Dari karakteristiknya, porang merupakan tanaman yang adaptif dengan air terbatas dan memiliki kemampuan hidup di bawah naungan. Porang juga sangat menjanjikan untuk dikembangkan karena tidak membutuhkan biaya pemeliharaan yang besar, dapat tumbuh di lahan yang tidak produktif, dan tidak perlu berkompetisi dengan tanaman pangan lain.
Direktur Aneka Kacang dan Umbi Kementan Amiruddin Pohan mengatakan, porang merupakan tanaman yang mudah dibudidayakan dan biasanya tumbuh di bawah tegakan jati pada ketinggian 100-600 meter di atas permukaan laut. Porang yang masih berusia satu tahun dapat memproduksi 10 ton/ha sehingga sangat menguntungkan bagi petani.
Produk olahan porang yang banyak didistribusikan dan diekspor selama ini, yaitu berbentuk keripik kering dan tepung glukomannan. Total terdapat 21 produk olahan porang mulai dari tepung, mie, pasta, roti, kue, bahan kosmetik, hingga pembalut.
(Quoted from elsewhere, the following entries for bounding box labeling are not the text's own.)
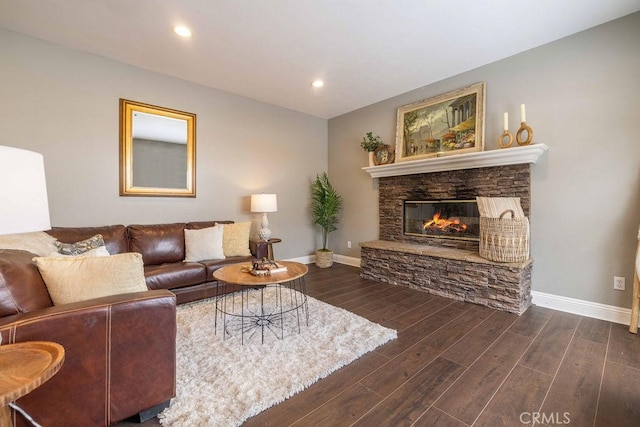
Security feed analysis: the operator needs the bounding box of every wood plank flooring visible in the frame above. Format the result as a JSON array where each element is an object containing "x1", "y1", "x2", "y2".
[{"x1": 119, "y1": 264, "x2": 640, "y2": 427}]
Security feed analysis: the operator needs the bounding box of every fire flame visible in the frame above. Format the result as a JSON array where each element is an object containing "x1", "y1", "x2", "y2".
[{"x1": 422, "y1": 212, "x2": 467, "y2": 232}]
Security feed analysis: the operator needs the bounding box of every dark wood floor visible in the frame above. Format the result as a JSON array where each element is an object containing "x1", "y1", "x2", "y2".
[{"x1": 121, "y1": 264, "x2": 640, "y2": 427}]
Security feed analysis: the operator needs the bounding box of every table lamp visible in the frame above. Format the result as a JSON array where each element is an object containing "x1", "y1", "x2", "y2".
[
  {"x1": 251, "y1": 193, "x2": 278, "y2": 241},
  {"x1": 0, "y1": 146, "x2": 51, "y2": 235}
]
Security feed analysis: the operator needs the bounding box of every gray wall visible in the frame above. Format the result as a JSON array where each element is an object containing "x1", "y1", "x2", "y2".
[
  {"x1": 0, "y1": 30, "x2": 327, "y2": 258},
  {"x1": 329, "y1": 13, "x2": 640, "y2": 307}
]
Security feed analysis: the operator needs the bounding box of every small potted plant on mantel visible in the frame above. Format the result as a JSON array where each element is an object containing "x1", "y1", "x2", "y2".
[
  {"x1": 311, "y1": 172, "x2": 343, "y2": 268},
  {"x1": 360, "y1": 132, "x2": 384, "y2": 166}
]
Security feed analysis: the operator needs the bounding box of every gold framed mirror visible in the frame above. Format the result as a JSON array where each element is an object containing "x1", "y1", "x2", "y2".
[{"x1": 120, "y1": 98, "x2": 196, "y2": 197}]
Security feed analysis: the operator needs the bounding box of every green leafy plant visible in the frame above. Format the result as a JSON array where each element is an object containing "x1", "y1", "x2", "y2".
[
  {"x1": 311, "y1": 172, "x2": 343, "y2": 251},
  {"x1": 360, "y1": 132, "x2": 384, "y2": 151}
]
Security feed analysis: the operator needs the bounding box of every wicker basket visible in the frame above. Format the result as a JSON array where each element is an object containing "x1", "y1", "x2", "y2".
[{"x1": 480, "y1": 209, "x2": 529, "y2": 262}]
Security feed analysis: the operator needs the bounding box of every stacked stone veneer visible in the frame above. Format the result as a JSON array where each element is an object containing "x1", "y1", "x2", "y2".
[
  {"x1": 378, "y1": 164, "x2": 531, "y2": 250},
  {"x1": 360, "y1": 164, "x2": 532, "y2": 314}
]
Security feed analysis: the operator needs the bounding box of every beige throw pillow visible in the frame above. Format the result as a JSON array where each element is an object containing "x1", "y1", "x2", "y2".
[
  {"x1": 217, "y1": 222, "x2": 251, "y2": 257},
  {"x1": 33, "y1": 252, "x2": 147, "y2": 305},
  {"x1": 184, "y1": 225, "x2": 225, "y2": 262}
]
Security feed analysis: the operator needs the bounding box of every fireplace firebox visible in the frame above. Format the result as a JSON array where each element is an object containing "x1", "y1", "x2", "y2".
[{"x1": 403, "y1": 200, "x2": 480, "y2": 241}]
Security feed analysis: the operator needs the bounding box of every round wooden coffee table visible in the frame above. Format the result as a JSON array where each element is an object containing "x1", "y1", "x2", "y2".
[
  {"x1": 0, "y1": 341, "x2": 64, "y2": 426},
  {"x1": 213, "y1": 261, "x2": 309, "y2": 344}
]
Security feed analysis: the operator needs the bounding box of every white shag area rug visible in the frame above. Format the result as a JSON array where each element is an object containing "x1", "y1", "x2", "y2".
[{"x1": 158, "y1": 288, "x2": 397, "y2": 427}]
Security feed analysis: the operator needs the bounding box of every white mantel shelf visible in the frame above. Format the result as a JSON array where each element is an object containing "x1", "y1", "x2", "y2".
[{"x1": 362, "y1": 144, "x2": 549, "y2": 178}]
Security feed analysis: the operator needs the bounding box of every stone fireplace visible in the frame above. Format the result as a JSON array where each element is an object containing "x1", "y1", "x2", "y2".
[{"x1": 360, "y1": 145, "x2": 547, "y2": 314}]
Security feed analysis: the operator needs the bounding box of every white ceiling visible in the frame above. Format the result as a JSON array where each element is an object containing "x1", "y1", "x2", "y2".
[{"x1": 0, "y1": 0, "x2": 640, "y2": 118}]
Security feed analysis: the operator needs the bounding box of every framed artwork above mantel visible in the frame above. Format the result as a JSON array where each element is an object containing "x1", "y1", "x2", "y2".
[{"x1": 395, "y1": 82, "x2": 486, "y2": 162}]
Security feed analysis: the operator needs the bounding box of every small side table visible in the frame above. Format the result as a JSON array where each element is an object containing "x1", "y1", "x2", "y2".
[
  {"x1": 0, "y1": 341, "x2": 64, "y2": 426},
  {"x1": 249, "y1": 237, "x2": 282, "y2": 261}
]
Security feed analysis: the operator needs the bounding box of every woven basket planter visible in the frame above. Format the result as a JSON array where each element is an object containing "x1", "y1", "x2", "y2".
[
  {"x1": 480, "y1": 209, "x2": 529, "y2": 262},
  {"x1": 316, "y1": 250, "x2": 333, "y2": 268}
]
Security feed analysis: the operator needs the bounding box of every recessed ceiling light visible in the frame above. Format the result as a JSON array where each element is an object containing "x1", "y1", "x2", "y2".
[{"x1": 172, "y1": 25, "x2": 191, "y2": 38}]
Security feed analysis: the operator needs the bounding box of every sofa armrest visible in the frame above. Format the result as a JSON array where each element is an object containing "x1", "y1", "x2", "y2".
[{"x1": 0, "y1": 290, "x2": 176, "y2": 426}]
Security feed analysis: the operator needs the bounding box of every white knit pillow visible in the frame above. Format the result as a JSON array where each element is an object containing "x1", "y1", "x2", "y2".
[
  {"x1": 33, "y1": 252, "x2": 147, "y2": 305},
  {"x1": 184, "y1": 225, "x2": 225, "y2": 262}
]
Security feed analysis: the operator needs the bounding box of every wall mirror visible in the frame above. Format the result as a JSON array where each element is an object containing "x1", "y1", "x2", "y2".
[{"x1": 120, "y1": 99, "x2": 196, "y2": 197}]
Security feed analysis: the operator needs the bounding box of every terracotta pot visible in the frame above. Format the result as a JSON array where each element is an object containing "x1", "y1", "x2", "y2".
[{"x1": 316, "y1": 249, "x2": 333, "y2": 268}]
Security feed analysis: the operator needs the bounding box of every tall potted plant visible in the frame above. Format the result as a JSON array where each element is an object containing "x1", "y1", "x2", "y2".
[{"x1": 311, "y1": 172, "x2": 343, "y2": 268}]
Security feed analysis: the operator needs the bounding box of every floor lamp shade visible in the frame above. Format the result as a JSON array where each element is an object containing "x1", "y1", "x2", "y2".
[
  {"x1": 251, "y1": 194, "x2": 278, "y2": 240},
  {"x1": 0, "y1": 146, "x2": 51, "y2": 234},
  {"x1": 251, "y1": 194, "x2": 278, "y2": 213}
]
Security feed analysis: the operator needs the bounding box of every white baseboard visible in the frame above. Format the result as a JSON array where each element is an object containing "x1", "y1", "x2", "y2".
[{"x1": 531, "y1": 291, "x2": 631, "y2": 325}]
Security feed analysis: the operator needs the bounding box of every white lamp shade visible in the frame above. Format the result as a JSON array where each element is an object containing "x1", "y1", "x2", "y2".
[
  {"x1": 0, "y1": 146, "x2": 51, "y2": 234},
  {"x1": 251, "y1": 194, "x2": 278, "y2": 212}
]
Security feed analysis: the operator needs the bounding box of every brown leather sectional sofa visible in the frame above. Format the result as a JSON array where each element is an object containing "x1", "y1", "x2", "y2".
[{"x1": 0, "y1": 221, "x2": 267, "y2": 426}]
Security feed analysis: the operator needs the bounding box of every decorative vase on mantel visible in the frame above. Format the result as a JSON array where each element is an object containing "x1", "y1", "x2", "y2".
[
  {"x1": 360, "y1": 132, "x2": 384, "y2": 166},
  {"x1": 368, "y1": 151, "x2": 376, "y2": 166}
]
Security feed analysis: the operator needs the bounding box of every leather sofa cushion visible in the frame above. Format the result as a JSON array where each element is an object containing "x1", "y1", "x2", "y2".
[
  {"x1": 200, "y1": 256, "x2": 253, "y2": 282},
  {"x1": 127, "y1": 223, "x2": 185, "y2": 265},
  {"x1": 0, "y1": 249, "x2": 53, "y2": 317},
  {"x1": 144, "y1": 261, "x2": 207, "y2": 289},
  {"x1": 47, "y1": 225, "x2": 129, "y2": 255}
]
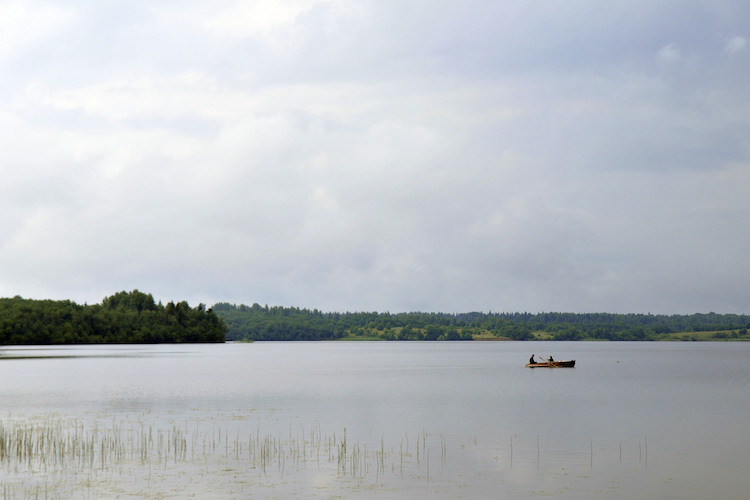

Adapun total ekspor porang ke 16 negara pada 2020 mencapai Rp 923,6 miliar.
Saat ini Kementan juga telah menyusun peta jalan budidaya dan ekspor porang tahun 2020-2024. Kementan mencatat, luas eksisting pengembangan porang di semua wilayah sampai 2021 mencapai 47.000 hektar dan ditargetkan meningkat hingga 100.000 hektar pada 2024.
Kendala
Direktur Ekspor Produk Pertanian dan Kehutanan Kementerian Perdagangan (Kemendag) Asep Asmara mengatakan, ekspor porang tahun 2020 meningkat 23,35 persen dari tahun sebelumnya dengan tujuan utama China, Thailand, Malaysia, Vietnam, dan Belanda. Tren ekspor porang selama 2016-2020 juga meningkat 40,19 persen. Ini menunjukkan bahwa porang memiliki prospek yang cukup bagus di pasar global.
Meski demikian, Asep juga mengakui sampai saat ini masih terdapat kendala dan tantangan terkait ekspor porang. Salah satu kendala utama ini, yaitu kelangkaan bibit porang. Sebab, porang asal Indonesia merupakan jenis tanaman yang spesifik dan hanya tumbuh di Indonesia. Guna mengatasi kendala ini, pemerintah melalui Kemendag beserta kementerian lainnya akan segera menetapkan larangan ekspor benih tanaman porang.
Selain itu, ekspor porang juga masih terkendala belum adanya keseragaman kode harmonisasi sistem (HS code) untuk produk tanaman porang sehingga menyebabkan data ekspor tidak akurat. Di sisi lain, negara-negara tujuan ekspor juga memiliki hambatan seperti larangan produk porang masuk ke China karena tidak sejalan dengan ketentuan di negara tersebut.
”Kami telah melakukan koordinasi dengan kementerian/lembaga mengenai kendala ini. Kami juga telah menyusun daftar kode HS tanaman porang yang dilarang dan menuangkannya dalam peraturan menteri perdagangan tentang barang yang dilarang ekspor,” katanya.